Afrique de l'Ouest : Charles Taylor jugé par ceux qu'il a servis05/04/20062006Journal/medias/journalnumero/images/2006/04/une1966.jpg.445x577_q85_box-0%2C104%2C1383%2C1896_crop_detail.jpg

Dans le monde

Afrique de l'Ouest : Charles Taylor jugé par ceux qu'il a servis

Le gouvernement du Nigeria a finalement donné suite à la demande d'extradition de l'ex-président du Liberia Charles Taylor, demande formulée par la nouvelle présidente de ce pays, Ellen Jonhson-Sirleaf.

Chassé de la capitale Monrovia et du pouvoir en août 2003, l'ex-dictateur libérien vivait depuis en exil dans le sud du Nigeria, suite à un accord international conclu sous l'égide de l'ONU et prétendant mettre fin à la guerre civile dans la région.

En fait, depuis juin 2003, Taylor est inculpé par le Tribunal spécial pour le Sierra Leone (TSSL) de crimes de guerre, de crimes contre l'humanité ainsi que de viols, de meurtres, d'enrôlement forcé d'enfants soldats et de pillages.
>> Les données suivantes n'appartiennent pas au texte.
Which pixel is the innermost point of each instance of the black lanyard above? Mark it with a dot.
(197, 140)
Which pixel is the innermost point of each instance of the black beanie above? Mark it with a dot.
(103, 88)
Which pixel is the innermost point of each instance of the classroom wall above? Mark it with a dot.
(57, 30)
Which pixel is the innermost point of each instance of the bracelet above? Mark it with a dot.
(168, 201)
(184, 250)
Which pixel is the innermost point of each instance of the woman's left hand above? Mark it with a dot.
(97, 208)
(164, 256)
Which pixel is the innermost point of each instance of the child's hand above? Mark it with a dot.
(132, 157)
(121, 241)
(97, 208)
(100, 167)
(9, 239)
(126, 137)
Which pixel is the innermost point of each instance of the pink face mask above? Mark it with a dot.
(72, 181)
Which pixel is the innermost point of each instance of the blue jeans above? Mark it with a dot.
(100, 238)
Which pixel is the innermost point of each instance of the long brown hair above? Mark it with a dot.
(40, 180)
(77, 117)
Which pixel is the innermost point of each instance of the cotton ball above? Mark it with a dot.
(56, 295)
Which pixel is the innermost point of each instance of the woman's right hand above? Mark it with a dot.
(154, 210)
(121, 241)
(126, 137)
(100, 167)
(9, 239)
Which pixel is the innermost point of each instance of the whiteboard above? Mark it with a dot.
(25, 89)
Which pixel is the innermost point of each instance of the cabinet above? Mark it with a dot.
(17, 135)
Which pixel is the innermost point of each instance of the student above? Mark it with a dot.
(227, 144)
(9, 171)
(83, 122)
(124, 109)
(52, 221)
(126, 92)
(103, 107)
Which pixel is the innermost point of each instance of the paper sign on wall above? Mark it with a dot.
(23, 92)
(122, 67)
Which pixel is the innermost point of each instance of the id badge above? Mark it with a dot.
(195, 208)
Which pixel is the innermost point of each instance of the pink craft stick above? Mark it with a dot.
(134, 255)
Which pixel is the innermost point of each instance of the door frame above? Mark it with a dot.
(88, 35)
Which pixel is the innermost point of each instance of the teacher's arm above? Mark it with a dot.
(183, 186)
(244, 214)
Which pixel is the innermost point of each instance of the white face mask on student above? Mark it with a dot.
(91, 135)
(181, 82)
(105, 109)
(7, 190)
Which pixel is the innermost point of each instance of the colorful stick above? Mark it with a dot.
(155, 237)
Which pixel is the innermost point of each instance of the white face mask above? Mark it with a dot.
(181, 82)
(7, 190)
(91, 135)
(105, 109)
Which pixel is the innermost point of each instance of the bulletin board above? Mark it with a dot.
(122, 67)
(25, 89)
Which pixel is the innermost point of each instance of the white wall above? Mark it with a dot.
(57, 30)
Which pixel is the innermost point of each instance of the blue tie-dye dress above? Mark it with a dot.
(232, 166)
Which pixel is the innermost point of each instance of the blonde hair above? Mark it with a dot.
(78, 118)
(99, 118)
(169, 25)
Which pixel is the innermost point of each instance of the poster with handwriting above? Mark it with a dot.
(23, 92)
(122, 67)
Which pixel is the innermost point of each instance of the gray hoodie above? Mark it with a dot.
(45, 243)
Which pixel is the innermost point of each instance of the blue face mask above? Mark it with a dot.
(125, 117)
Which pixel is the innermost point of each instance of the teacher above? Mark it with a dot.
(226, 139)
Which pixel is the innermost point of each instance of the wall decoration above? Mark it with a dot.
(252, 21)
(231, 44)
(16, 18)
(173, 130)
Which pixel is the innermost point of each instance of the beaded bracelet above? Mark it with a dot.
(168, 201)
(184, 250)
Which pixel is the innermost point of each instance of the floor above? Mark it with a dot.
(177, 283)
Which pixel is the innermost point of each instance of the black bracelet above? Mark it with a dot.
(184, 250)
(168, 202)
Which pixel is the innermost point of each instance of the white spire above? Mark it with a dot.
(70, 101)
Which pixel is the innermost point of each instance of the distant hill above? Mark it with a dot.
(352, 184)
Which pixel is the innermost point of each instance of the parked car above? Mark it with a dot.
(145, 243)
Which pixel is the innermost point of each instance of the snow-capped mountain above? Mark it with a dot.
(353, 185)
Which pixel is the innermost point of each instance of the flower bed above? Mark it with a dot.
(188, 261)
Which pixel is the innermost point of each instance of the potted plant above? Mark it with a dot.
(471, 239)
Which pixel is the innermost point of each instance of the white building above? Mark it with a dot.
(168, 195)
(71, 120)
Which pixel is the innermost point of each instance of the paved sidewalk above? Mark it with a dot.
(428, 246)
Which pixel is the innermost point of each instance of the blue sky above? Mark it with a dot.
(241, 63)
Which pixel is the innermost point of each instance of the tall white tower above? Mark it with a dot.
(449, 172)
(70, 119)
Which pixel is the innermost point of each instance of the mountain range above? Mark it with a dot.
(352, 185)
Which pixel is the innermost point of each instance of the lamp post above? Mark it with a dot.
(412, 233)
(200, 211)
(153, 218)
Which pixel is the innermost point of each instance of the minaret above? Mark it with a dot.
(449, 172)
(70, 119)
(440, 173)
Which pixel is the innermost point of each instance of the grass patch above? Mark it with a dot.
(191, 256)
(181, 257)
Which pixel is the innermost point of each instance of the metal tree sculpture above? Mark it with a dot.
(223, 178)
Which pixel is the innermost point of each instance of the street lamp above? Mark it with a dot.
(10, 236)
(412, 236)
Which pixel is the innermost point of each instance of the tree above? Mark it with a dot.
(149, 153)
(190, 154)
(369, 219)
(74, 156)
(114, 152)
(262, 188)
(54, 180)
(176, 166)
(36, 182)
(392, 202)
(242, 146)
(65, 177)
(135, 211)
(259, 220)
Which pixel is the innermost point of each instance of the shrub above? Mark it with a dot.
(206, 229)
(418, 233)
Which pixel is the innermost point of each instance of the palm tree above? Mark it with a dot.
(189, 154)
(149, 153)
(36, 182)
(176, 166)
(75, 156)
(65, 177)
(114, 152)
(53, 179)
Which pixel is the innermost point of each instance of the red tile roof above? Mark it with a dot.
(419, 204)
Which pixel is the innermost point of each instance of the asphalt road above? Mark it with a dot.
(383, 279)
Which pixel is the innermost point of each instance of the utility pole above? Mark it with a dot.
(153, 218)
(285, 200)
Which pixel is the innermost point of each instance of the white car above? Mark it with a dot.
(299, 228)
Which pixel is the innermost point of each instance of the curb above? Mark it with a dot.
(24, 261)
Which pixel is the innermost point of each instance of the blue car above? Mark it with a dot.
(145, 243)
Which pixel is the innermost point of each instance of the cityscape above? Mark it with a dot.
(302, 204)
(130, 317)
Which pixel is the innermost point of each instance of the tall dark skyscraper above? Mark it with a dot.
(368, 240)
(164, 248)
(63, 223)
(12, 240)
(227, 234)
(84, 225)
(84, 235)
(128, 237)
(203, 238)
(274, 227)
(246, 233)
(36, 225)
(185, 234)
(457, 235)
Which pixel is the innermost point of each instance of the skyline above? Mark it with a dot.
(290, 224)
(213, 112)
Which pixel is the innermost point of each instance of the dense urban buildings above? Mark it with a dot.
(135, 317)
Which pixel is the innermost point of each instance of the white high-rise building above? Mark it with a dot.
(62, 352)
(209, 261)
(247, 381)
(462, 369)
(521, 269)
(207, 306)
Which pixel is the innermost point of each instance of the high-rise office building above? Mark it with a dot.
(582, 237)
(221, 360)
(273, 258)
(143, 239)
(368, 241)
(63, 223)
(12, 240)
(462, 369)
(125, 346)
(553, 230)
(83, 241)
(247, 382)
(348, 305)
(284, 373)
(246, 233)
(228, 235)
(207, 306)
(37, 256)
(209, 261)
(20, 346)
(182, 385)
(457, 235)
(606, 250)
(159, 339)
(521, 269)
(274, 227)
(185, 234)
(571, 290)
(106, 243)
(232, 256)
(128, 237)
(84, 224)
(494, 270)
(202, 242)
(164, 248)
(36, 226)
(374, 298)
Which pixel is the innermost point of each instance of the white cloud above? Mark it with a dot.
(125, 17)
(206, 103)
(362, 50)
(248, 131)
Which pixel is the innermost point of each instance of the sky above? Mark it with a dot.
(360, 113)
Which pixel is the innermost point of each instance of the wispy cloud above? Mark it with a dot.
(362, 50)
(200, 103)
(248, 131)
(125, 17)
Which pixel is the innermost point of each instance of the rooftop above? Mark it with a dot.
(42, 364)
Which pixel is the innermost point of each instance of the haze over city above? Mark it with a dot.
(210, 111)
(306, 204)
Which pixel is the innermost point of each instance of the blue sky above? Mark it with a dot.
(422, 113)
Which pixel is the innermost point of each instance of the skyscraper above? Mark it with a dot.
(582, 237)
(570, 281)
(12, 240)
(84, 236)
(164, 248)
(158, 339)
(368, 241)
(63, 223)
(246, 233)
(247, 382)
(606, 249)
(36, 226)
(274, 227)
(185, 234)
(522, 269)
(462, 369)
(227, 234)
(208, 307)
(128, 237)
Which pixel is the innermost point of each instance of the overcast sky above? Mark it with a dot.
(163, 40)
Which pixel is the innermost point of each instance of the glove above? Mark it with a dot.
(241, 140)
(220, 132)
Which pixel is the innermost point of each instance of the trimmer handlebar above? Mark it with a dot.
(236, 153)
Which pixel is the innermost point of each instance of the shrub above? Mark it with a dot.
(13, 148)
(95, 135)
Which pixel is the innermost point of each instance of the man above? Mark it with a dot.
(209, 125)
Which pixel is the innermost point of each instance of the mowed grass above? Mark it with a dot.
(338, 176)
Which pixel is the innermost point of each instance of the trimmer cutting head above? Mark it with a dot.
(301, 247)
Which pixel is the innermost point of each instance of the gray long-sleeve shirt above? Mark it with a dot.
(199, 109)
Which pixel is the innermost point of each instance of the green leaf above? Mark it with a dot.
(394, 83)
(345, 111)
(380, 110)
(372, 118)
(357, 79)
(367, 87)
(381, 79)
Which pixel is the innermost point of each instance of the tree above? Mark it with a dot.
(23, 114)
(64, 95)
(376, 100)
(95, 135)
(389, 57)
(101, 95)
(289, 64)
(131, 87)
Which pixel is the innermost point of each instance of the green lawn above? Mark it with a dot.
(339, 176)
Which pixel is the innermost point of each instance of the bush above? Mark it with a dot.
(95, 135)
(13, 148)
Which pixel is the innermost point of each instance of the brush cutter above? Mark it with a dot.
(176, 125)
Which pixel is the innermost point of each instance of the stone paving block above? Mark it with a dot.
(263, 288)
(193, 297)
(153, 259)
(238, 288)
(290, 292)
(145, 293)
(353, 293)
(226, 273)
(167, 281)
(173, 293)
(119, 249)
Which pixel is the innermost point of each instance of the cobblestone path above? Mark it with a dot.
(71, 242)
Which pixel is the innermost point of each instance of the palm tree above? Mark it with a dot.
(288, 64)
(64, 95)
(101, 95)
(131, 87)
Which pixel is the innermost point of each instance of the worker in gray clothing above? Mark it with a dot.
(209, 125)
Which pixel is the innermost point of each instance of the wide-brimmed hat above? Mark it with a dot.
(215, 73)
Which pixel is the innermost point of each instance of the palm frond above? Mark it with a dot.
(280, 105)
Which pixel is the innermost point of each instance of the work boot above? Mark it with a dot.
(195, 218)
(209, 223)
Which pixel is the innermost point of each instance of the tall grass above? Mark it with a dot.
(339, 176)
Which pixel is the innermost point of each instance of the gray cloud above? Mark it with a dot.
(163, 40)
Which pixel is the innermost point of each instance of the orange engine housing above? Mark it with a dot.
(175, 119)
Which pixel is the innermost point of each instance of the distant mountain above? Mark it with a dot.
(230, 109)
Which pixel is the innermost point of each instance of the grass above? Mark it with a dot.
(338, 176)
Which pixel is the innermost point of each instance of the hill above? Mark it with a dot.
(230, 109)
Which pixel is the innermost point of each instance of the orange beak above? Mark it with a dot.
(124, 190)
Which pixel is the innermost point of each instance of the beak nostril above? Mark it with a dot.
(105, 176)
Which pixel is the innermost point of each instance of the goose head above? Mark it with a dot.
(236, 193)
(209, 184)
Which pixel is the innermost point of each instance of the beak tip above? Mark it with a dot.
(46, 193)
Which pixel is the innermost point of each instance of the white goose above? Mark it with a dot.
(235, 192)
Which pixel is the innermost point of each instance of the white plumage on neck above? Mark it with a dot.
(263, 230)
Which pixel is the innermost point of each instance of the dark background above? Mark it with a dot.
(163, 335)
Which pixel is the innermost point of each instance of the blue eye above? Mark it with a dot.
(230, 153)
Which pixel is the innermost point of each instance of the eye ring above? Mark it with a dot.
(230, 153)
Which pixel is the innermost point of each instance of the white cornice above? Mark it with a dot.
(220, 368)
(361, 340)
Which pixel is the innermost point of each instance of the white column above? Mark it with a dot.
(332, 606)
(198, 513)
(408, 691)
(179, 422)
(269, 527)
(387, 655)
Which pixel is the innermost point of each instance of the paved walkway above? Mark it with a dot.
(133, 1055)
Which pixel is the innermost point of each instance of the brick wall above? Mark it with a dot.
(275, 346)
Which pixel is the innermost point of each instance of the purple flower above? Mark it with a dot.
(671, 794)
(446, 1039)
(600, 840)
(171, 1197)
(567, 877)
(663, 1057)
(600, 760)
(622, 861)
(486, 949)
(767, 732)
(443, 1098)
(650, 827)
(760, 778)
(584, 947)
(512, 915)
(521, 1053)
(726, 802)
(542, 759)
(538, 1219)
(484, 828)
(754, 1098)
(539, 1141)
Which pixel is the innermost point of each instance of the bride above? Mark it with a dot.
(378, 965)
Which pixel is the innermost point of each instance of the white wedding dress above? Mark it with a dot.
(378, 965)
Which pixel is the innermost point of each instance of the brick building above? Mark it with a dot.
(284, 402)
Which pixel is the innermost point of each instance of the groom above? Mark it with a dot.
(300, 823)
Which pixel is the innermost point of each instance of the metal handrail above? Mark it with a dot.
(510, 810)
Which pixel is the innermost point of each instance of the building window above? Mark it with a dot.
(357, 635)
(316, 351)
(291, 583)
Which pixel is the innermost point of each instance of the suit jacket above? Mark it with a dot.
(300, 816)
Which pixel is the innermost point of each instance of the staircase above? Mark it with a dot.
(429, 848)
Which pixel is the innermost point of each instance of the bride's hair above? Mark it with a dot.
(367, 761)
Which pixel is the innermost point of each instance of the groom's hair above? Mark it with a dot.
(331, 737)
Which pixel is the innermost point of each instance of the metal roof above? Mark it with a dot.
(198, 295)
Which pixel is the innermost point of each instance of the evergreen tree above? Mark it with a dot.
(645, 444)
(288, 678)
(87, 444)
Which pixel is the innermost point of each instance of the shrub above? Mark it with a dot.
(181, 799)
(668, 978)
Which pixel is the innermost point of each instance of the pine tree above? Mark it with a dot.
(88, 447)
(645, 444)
Ces accusations reposent notamment sur son rôle dans les atrocités commises par le Front révolutionnaire uni (RUF). Ce mouvement, que Taylor a financé et armé en échange de diamants récoltés dans les mines de Sierra Leone, s'est illustré durant la guerre civile sierra-léonaise, qui dura jusqu'en 2001, par une vague d'actes de terreur, d'assassinats et de mutilations de milliers de personnes.

Les grandes puissances, et plus particulièrement les dirigeants américains, semblent avoir fait pression sur les gouvernements libérien et nigérian pour amener Taylor à comparaître devant les juges du TSSL, alors qu'elles ont leur part de responsabilité dans l'ascension et le maintien au pouvoir de Taylor.

Historiquement, le Liberia appartient à la zone d'influence américaine puisque ce petit État fut fondé au début du 19esiècle par des sociétés philanthropiques américaines qui voulaient favoriser le retour d'esclaves affranchis en Afrique. Cette opération fut l'occasion pour les États-Unis de s'implanter et de participer au pillage de ce pays et de l'Afrique. Depuis, toutes les ressources du Liberia -hévéas et minerai de fer notamment- sont exploitées par de grands trusts américains, comme Firestone qui posséda jusqu'à 400000 hectares destinés à la production de caoutchouc.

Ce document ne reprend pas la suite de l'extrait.